JEE Main & Advanced Mathematics Definite Integration Area Between Two Curves

(1) When both curves intersect at two points and their common area lies between these points: If the curves \[{{y}_{1}}={{f}_{1}}(x)\] and \[{{y}_{2}}={{f}_{2}}(x),\] where\[\,{{f}_{1}}(x)\,>\,{{f}_{2}}(x)\] intersect in two points \[A(x=a)\] and \[B(x=b)\], then common area between the curves is  \[=\int\limits_{a}^{b}{({{y}_{1}}-{{y}_{2}})\,dx}\]\[=\int\limits_{a}^{b}{[{{f}_{1}}(x)-{{f}_{2}}(x)]\,dx}\].

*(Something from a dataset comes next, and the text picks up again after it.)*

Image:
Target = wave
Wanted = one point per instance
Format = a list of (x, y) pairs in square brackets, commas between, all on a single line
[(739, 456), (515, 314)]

(2) When two curves intersect at a point and the area between them is bounded by x-axis: Area bounded by the curves \[{{y}_{{}}}={{f}_{1}}(x),{{y}_{2}}={{f}_{2}}(x)\,\,\text{and}\,x-\text{axis}\]is  \[\int\limits_{a}^{\alpha }{{{f}_{1}}(x)dx+\int\limits_{\alpha }^{b}{{{f}_{2}}(x)dx}}\],

where \[P(\alpha ,\beta )\,\]is the point of intersection of the two curves.

(3) Positive and negative area : Area is always taken as positive. If some part of the area lies above the x-axis and some part lies below x-axis, then the area of two parts should be calculated separately and then add their numerical values to get the desired area.